Thank you to the committee Chair for setting out the committee’s concerns in a very clear manner. You will have noted that there are many concerns raised by the committee. I’m going to focus on two aspects of the equality committee’s report and the Welsh Government’s response to that report: I want to look at the delivery plan and the role of education.
In recommendation 8, our committee called for clarity on the legal status of the delivery plan, and for dates for the publication of that plan. This was because we are determined that the delivery plan must be one that is legally enforceable or its value, without that, is severely reduced. Without a publication date, there could be inconsistency as local strategies are developed and as local services are commissioned. In responding to the committee, the Welsh Government accepts the recommendations, but then contradicts itself, in a way, saying that the legal status and timetable for publication will be considered by the task and finish group, which met for the first time this month. Now, that doesn’t sound like an issue that has been given urgent attention. Once again, we see the Welsh Government far too slow in delivering in this area. There’s no mention of our concerns about the timetables, the inconsistencies, or whether the plan can be implemented and delivered once those services have been commissioned.

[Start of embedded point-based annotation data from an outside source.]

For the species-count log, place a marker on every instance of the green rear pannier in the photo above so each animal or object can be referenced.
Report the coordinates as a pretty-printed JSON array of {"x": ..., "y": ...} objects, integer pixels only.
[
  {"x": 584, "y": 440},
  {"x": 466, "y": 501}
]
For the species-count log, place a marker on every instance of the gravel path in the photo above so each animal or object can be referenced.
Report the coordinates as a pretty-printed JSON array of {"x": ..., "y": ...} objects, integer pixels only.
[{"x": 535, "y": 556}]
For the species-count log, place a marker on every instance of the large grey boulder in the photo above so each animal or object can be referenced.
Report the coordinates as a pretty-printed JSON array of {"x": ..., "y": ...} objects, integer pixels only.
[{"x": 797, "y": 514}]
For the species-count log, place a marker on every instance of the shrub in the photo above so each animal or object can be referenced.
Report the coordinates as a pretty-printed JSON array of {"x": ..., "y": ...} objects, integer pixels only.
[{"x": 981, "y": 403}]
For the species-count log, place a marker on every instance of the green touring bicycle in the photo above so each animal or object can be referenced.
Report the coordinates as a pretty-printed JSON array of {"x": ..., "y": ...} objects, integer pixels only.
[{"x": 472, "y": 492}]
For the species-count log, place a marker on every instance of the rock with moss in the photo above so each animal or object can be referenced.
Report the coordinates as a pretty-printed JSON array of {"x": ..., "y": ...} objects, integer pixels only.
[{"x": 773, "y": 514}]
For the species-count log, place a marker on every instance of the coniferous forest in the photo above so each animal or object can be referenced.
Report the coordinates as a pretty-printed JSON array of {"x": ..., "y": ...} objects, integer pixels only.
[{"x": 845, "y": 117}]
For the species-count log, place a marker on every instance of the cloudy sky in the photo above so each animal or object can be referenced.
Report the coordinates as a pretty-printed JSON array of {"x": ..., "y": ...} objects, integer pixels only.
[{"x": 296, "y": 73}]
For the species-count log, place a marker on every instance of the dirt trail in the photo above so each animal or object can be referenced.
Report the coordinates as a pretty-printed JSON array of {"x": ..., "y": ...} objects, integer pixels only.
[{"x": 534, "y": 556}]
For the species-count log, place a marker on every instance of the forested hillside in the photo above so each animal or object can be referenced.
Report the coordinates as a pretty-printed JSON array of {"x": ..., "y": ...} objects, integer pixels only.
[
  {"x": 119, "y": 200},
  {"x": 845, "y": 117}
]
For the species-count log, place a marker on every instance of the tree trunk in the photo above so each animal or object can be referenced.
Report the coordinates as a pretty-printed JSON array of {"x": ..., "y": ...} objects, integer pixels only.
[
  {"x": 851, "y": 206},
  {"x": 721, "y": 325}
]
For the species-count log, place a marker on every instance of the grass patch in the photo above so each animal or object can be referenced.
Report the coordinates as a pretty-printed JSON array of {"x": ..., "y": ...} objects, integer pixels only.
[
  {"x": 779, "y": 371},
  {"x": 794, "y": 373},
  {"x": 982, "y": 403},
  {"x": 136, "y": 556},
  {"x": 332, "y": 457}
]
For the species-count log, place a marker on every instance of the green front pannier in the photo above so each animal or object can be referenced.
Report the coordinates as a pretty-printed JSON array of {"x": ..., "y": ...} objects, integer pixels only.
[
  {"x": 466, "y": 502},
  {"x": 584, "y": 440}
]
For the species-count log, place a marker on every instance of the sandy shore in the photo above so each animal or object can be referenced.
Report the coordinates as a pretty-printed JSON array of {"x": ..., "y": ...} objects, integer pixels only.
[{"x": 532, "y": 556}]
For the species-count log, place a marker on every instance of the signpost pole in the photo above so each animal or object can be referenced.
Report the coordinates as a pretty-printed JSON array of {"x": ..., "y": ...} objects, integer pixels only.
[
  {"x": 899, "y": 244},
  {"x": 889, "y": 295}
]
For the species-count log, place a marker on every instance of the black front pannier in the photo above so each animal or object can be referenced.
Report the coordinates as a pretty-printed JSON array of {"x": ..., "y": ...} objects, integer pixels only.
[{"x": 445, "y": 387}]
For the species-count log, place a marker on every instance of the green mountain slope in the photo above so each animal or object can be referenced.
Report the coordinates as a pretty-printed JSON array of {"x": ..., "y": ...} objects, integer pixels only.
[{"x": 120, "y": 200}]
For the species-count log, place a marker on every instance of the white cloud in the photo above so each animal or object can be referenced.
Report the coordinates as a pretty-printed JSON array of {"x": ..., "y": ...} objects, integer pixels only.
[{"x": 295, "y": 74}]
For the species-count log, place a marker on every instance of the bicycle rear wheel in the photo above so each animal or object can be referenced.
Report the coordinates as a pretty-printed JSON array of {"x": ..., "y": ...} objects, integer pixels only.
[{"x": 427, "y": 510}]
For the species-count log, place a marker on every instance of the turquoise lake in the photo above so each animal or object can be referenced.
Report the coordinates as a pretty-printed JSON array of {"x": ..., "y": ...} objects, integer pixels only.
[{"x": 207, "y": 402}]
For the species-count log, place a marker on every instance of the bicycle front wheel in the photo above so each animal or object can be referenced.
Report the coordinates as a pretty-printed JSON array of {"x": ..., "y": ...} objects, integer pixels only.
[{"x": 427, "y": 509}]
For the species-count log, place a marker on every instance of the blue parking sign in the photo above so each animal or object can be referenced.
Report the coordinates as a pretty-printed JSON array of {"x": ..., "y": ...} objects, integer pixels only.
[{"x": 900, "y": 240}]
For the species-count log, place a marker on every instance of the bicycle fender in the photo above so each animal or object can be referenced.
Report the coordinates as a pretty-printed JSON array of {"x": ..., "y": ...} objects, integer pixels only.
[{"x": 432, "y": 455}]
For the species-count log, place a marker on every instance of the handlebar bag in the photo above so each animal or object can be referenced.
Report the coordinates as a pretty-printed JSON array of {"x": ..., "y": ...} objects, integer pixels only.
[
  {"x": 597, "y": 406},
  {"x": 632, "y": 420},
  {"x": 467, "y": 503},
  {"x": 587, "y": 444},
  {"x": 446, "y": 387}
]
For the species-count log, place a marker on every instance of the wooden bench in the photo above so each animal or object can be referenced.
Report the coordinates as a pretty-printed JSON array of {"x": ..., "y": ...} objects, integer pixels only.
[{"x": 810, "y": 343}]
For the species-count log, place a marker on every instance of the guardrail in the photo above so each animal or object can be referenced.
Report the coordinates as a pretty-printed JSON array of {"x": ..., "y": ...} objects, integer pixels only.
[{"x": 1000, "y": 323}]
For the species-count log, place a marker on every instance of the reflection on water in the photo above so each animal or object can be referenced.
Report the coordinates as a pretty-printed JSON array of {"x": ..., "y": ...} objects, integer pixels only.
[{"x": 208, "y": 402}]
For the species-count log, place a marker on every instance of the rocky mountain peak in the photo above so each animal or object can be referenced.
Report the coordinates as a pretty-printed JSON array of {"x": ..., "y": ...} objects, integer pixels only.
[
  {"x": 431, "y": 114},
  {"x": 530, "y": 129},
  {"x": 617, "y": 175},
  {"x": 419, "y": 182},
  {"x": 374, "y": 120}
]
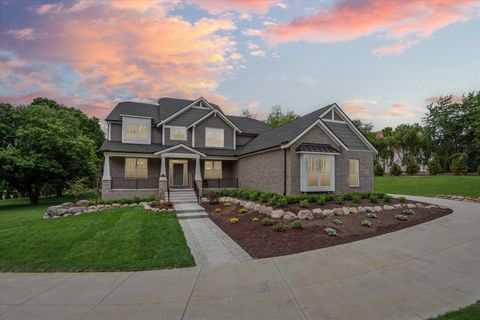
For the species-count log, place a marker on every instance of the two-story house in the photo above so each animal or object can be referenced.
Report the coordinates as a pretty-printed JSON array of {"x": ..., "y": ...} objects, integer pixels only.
[{"x": 194, "y": 144}]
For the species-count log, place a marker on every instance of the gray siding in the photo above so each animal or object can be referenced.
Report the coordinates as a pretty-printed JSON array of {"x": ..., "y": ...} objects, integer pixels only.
[
  {"x": 188, "y": 117},
  {"x": 213, "y": 122},
  {"x": 346, "y": 135}
]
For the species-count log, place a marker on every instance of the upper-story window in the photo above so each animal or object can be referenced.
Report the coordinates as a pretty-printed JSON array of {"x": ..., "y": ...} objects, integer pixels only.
[
  {"x": 214, "y": 137},
  {"x": 178, "y": 133},
  {"x": 136, "y": 130}
]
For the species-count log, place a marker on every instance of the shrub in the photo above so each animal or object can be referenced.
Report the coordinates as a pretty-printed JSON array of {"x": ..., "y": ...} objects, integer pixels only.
[
  {"x": 411, "y": 165},
  {"x": 330, "y": 232},
  {"x": 281, "y": 202},
  {"x": 395, "y": 169},
  {"x": 339, "y": 200},
  {"x": 387, "y": 198},
  {"x": 378, "y": 169},
  {"x": 356, "y": 198},
  {"x": 434, "y": 166},
  {"x": 267, "y": 222},
  {"x": 321, "y": 200},
  {"x": 297, "y": 224},
  {"x": 459, "y": 164},
  {"x": 366, "y": 223},
  {"x": 304, "y": 203},
  {"x": 280, "y": 227}
]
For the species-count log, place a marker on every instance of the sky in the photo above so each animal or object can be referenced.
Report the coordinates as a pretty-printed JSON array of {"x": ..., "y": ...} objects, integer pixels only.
[{"x": 382, "y": 61}]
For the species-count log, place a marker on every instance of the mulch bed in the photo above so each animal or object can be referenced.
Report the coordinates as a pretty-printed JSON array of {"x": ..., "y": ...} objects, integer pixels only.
[{"x": 261, "y": 241}]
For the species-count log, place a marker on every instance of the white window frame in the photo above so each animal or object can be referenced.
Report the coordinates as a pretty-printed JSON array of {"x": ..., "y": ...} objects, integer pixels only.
[
  {"x": 213, "y": 169},
  {"x": 215, "y": 129},
  {"x": 136, "y": 168},
  {"x": 304, "y": 187},
  {"x": 358, "y": 173},
  {"x": 178, "y": 127},
  {"x": 136, "y": 121}
]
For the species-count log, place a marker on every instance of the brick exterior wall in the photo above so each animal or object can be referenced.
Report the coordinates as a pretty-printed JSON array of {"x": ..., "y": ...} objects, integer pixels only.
[{"x": 263, "y": 172}]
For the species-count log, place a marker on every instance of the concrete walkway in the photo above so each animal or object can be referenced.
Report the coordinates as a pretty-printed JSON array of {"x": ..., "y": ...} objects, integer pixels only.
[{"x": 415, "y": 273}]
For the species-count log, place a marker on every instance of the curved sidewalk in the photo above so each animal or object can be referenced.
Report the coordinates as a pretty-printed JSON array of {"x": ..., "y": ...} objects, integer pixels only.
[{"x": 415, "y": 273}]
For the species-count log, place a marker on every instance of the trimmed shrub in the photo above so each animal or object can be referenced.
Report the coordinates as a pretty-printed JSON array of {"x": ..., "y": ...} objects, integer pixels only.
[
  {"x": 304, "y": 203},
  {"x": 459, "y": 164},
  {"x": 297, "y": 224},
  {"x": 395, "y": 169},
  {"x": 267, "y": 222}
]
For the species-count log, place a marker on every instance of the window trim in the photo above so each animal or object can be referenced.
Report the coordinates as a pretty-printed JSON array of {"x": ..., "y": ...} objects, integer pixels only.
[
  {"x": 136, "y": 171},
  {"x": 215, "y": 129},
  {"x": 358, "y": 173},
  {"x": 177, "y": 127}
]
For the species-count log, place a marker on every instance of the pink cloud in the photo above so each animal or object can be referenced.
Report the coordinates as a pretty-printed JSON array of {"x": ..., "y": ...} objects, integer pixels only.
[{"x": 406, "y": 22}]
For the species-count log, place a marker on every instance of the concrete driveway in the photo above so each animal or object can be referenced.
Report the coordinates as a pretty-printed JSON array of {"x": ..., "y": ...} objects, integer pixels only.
[{"x": 414, "y": 273}]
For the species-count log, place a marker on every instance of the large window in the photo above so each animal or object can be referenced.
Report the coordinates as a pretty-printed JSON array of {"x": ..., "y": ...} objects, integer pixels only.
[
  {"x": 353, "y": 172},
  {"x": 136, "y": 168},
  {"x": 214, "y": 137},
  {"x": 213, "y": 170},
  {"x": 178, "y": 133}
]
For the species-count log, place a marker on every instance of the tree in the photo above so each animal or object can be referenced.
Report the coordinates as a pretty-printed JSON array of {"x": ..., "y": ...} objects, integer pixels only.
[
  {"x": 52, "y": 145},
  {"x": 277, "y": 118}
]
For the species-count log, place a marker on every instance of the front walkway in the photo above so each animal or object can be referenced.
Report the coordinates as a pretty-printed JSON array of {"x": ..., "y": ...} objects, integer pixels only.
[{"x": 415, "y": 273}]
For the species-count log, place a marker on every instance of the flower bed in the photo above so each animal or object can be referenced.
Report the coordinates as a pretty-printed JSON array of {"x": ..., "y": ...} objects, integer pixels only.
[{"x": 267, "y": 230}]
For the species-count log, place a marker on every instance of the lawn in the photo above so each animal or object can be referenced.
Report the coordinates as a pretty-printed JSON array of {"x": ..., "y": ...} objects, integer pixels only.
[
  {"x": 120, "y": 239},
  {"x": 471, "y": 312},
  {"x": 429, "y": 185}
]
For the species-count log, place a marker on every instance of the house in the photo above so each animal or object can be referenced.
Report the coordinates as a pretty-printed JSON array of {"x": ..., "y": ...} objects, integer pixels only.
[{"x": 193, "y": 144}]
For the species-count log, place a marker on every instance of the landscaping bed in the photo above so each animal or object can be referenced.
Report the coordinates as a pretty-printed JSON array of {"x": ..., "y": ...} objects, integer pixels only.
[{"x": 262, "y": 241}]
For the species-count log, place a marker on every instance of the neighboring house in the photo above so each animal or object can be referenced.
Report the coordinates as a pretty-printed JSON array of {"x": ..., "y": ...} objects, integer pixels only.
[{"x": 193, "y": 144}]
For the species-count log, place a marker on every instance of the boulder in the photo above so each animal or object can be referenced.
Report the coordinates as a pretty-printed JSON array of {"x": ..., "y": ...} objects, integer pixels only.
[
  {"x": 277, "y": 214},
  {"x": 305, "y": 214},
  {"x": 289, "y": 215}
]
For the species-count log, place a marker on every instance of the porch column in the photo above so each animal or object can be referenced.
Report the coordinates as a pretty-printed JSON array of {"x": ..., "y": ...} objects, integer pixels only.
[{"x": 162, "y": 180}]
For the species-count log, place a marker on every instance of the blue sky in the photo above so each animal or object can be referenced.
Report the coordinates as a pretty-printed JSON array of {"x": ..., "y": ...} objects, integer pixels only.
[{"x": 381, "y": 61}]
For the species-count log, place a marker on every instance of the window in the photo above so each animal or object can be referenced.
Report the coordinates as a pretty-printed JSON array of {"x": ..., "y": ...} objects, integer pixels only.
[
  {"x": 213, "y": 170},
  {"x": 214, "y": 137},
  {"x": 353, "y": 172},
  {"x": 178, "y": 133},
  {"x": 136, "y": 168}
]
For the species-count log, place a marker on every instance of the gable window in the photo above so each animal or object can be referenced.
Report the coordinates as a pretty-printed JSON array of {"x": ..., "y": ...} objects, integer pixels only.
[
  {"x": 213, "y": 170},
  {"x": 178, "y": 133},
  {"x": 214, "y": 137},
  {"x": 353, "y": 173},
  {"x": 136, "y": 168}
]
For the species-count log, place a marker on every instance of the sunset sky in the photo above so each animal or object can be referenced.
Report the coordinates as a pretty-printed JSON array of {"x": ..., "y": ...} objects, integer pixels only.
[{"x": 382, "y": 61}]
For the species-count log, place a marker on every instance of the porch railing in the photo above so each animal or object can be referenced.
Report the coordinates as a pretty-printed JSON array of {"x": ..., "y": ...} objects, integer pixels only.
[{"x": 220, "y": 183}]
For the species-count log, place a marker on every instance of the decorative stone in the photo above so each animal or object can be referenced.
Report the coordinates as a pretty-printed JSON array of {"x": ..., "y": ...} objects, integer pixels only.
[
  {"x": 277, "y": 214},
  {"x": 305, "y": 214},
  {"x": 289, "y": 215}
]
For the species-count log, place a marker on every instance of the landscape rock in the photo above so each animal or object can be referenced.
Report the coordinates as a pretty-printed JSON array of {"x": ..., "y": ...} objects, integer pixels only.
[
  {"x": 277, "y": 214},
  {"x": 305, "y": 214}
]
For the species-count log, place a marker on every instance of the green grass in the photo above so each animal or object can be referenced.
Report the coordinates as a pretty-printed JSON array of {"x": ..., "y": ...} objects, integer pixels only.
[
  {"x": 429, "y": 185},
  {"x": 120, "y": 239},
  {"x": 471, "y": 312}
]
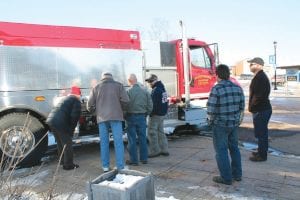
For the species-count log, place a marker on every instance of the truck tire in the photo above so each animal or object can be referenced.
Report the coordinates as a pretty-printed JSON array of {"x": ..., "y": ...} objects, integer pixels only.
[{"x": 21, "y": 140}]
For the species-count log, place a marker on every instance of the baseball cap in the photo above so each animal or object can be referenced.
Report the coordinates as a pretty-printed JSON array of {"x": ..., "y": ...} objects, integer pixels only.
[
  {"x": 75, "y": 90},
  {"x": 151, "y": 78},
  {"x": 257, "y": 60}
]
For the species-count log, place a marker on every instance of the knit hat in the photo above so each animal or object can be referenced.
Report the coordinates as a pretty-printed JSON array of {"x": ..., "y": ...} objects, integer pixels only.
[
  {"x": 75, "y": 90},
  {"x": 151, "y": 78}
]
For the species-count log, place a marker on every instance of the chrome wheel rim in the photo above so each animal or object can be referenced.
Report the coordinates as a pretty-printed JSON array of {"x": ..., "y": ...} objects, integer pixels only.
[{"x": 17, "y": 141}]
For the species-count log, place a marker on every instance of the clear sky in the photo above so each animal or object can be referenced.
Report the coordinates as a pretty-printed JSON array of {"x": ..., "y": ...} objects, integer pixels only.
[{"x": 243, "y": 29}]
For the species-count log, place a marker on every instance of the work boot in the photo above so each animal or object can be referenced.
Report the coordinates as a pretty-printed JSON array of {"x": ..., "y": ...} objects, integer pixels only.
[
  {"x": 255, "y": 153},
  {"x": 128, "y": 162},
  {"x": 219, "y": 179},
  {"x": 257, "y": 158},
  {"x": 165, "y": 153},
  {"x": 152, "y": 155},
  {"x": 74, "y": 166}
]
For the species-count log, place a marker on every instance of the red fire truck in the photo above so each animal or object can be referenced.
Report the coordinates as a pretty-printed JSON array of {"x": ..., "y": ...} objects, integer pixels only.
[{"x": 39, "y": 64}]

I’m also concerned about the development of healthy relationship education in our schools. This is a preventative measure that is crucial in order to ensure that our young people grow up confident in how to deal with situations of abuse and to identify abuse in the very first place. The original White Paper for the legislation included healthy relationship education on a mandatory basis, and there is very robust evidence for delivering this as part of the curriculum. I accept that it may be part of the curriculum for the future, as the Cabinet Secretary for Education has mentioned, but what about the here and now? What about next September? We know that very young students do suffer gender inequality and stereotyping in school, which can have an effect on the quality of their education and their relationships with fellow pupils and students. Identifying unhealthy relationships is crucial. There’s been some debate in this place on this issue and, ultimately, the Government included new duties for local authorities, namely that they would have to report on how they were dealing with the issue in education.
But, our committee heard that there was no timetable for delivering this duty. So, we made a recommendation that the Welsh Government should implement regulations in terms of the publication of information by local authorities on the purposes of the Act. Our recommendation was that local authorities should start to introduce their reports and that the Welsh Government should ask them to do that at the beginning of the 2017-18 academic year, which is next September. Unfortunately, the response is utterly inadequate. What the Government say is that there may be an opportunity to gather data about what’s happening in terms of healthy relationships in our schools, which is a long way from what the committee recommended. That’s to say, in some specific schools, it may be possible to look at what’s happening through the medium of the work that Women’s Aid and others are carrying out in those schools, but that will be very limited indeed—it’ll be patchy rather than providing the consistency that we need.
There is a broader point here. The committee report notes serious problems with delivery and the pace of delivery. Indeed, sluggishness is the adjective that comes to mind in terms of that delivery, and, once again, we do need to move with pace before people start to see that this is an Act that, in reality, doesn’t have teeth in terms of implementation and making the real difference that we need to see.